Current Healthcare industry providers, for example, use electronic information systems for clinical applications such as computerized physician order entry (CPOE) systems, electronic health records (EHR), and radiology, pharmacy, and laboratory systems. Health plans provide access to claims and care management, among other applications.

So, portable health records would imply, on the surface, that the medical workforce would be more mobile and more efficient. For example, physicians can check patient records and test results from their location(s). However, a byproduct of the rise in the adoption rate of these technologies is the risk of compromising patient’s privacy as well as the potential increases in security risks. A current portable health record does not ensure the adequate privacy and security protection for a person’s health record or information because it lies in a distributed environment. This is compromised also because systems so distributed do not allow interoperability of the health records.

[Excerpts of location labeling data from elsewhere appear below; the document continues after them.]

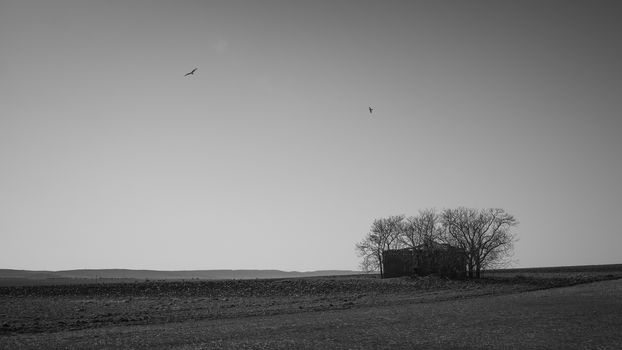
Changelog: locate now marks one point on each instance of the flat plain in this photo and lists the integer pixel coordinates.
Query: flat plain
(570, 308)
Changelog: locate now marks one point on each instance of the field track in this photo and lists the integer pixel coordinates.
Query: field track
(585, 316)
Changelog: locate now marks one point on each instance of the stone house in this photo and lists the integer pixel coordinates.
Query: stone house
(433, 258)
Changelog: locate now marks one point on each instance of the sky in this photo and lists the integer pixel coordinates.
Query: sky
(268, 158)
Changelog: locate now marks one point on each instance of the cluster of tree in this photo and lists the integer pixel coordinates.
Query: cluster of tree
(484, 234)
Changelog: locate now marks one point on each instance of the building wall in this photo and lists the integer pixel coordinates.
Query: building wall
(447, 261)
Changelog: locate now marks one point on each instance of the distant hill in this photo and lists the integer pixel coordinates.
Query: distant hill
(165, 275)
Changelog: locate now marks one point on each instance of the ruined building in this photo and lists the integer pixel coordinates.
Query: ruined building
(423, 260)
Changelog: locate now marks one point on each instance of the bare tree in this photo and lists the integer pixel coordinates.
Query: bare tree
(383, 235)
(484, 234)
(422, 229)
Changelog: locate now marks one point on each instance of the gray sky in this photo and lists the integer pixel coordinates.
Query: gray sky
(268, 157)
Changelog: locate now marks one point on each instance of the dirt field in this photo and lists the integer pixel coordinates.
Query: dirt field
(511, 311)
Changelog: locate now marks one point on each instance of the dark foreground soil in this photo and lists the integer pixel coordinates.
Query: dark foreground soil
(343, 312)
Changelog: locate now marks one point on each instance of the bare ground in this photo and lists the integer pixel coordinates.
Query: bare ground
(323, 313)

This offsets the Security Rule that was designed to protect the privacy of individuals’ health information while allowing covered entities to adopt new technologies towards improving the quality and efficiency of patient care. Additionally, the healthcare marketplace is diverse, and has great implications for mitigating against both the Security Rule whose design intent allowed for flexibility and scalability. The intent was to allow a covered entity “to implement policies, procedures, and technologies that are appropriate for the entity’s particular size, organizational structure, and risks to consumers’ e-PHI.” Therein lies another problem, as each organization would pursue a route that serves its particular purpose.

8 Conclusion

True that both HIPAA and HITECH did establish privacy practices for organizations. The nagging questions remain: Can regulations (HIPAA/HITECH) be supported in electronic health record systems that are no longer proprietary-based? In the era of portable health records, the information will be crowdsourced and will (should be) managed collectively. So, it will no longer be managed by entities and or individual organizations. As these individual organizations grow to meet their needs, so grows the problem of privacy and security of electronic health records. Because, the portable health records will, by definition, be crowdsourced, no single custodian (organization) can be held responsible for the security and privacy of the patient record! This means that the (portable) record itself must be inherently secure! Otherwise, access to the records will then be controlled by people who would lack the knowledge and skill needed to maintain the privacy previously required of entities, who were also held accountable to breaches of privacy and security. For health records to be portable, therefore, the implication is that new regulations will have to evolve simultaneously with suitable technologies like Blockchain (distributed ledger). The distributed ledger will support processes like prescriptions to be added to a personal secure health record by any authorized prescribing authority while at the same time maintaining the integrity and the security of the independent and portable health record. At the core remains the management of individual privacy and the security of their health information. Several pertinent questions remain. Who would be responsible for these—privacy and security of patient’s portable electronic health record/s? The US Federal government? The state and local governments? Selected and independent organizations? The patient? A patient’s agent? Or a mandated electronic health record broker?